Use timestamp(or datetime) as part of primary key

2019-02-14 11:06发布

问题:

I use following query frequently:

SELECT * FROM table WHERE Timestamp > [SomeTime] AND Timestamp < [SomeOtherTime] and publish = 1 and type = 2 order by Timestamp

I would like to optimize this query, and I am thinking about put timestamp as part of primary key for clustered index, I think if timestamp is part of primary key , data inserted in table has write to disk sequentially by timestamp field.Also I think this improve my query a lot, but am not sure if this would help.

table has 3-4 million+ rows.
timestamp field never changed.
I use mysql 5.6.11

Anothet point is : if this is improve my query , it is better to use timestamp(4 byte in mysql 5.6) or datetime(5 byte in mysql 5.6)?

回答1:

Four million rows isn't huge.

A one-byte difference between the data types datetime and timestamp is the last thing you should consider in choosing between those two data types. Review their specs.

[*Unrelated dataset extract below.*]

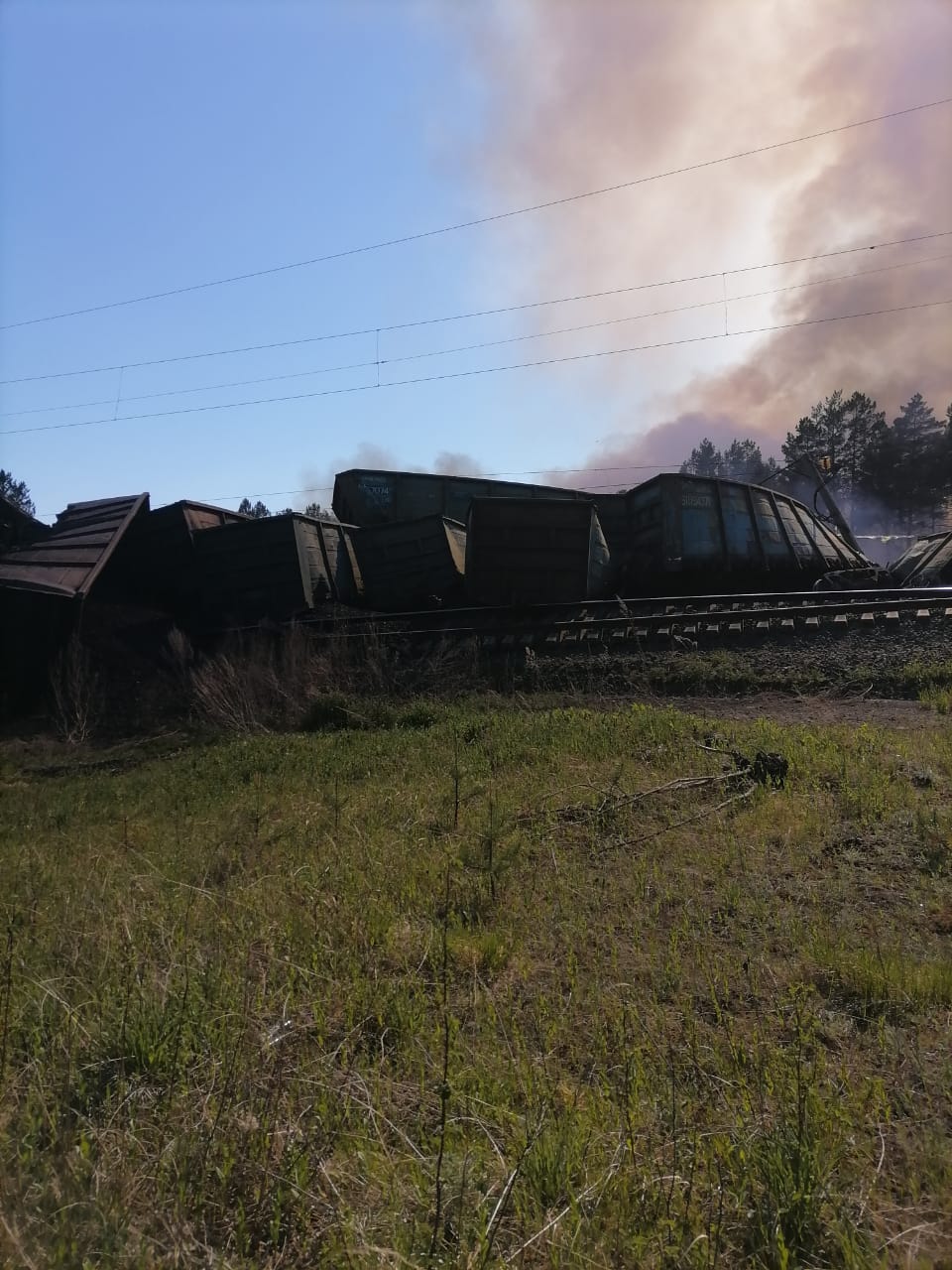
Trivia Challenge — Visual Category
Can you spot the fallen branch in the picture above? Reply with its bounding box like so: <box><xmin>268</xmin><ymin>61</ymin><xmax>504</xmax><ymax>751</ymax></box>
<box><xmin>598</xmin><ymin>772</ymin><xmax>757</xmax><ymax>856</ymax></box>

Making a timestamp part of your primary key is a bad, bad idea. Think about reviewing what primary key means in a SQL database.

Put an index on your timestamp column. Get an execution plan, and paste that into your question. Determine your median query performance, and paste that into your question, too.

Returning a single day's rows from an indexed, 4 million row table on my desktop computer takes 2ms. (It returns around 8000 rows.)



回答2:

1) If values of timestamp are unique you can make it primary key. If not, anyway create index on timestamp column as you frequently use it in "where".

2) using BETWEEN clause looks more natural here. I suggest you use TREE index (default index type) not HASH.

3) when timestamp column is indexed, you don't need call order by - it already sorted. (of course, if your index is TREE not HASH).

4) integer unix_timestamp is better than datetime both from memory usage side and performance side - comparing dates is more complex operation than comparing integer numbers.

Searching data on indexed field takes O(log(rows)) tree lookups. Comparison of integers is O(1) and comparison of dates is O(date_string_length). So, difference is (number of tree lookups) * (difference_comparison) = O(date_string_length)/O(1))* O(log(rows)) = O(date_string_length)* O(log(rows))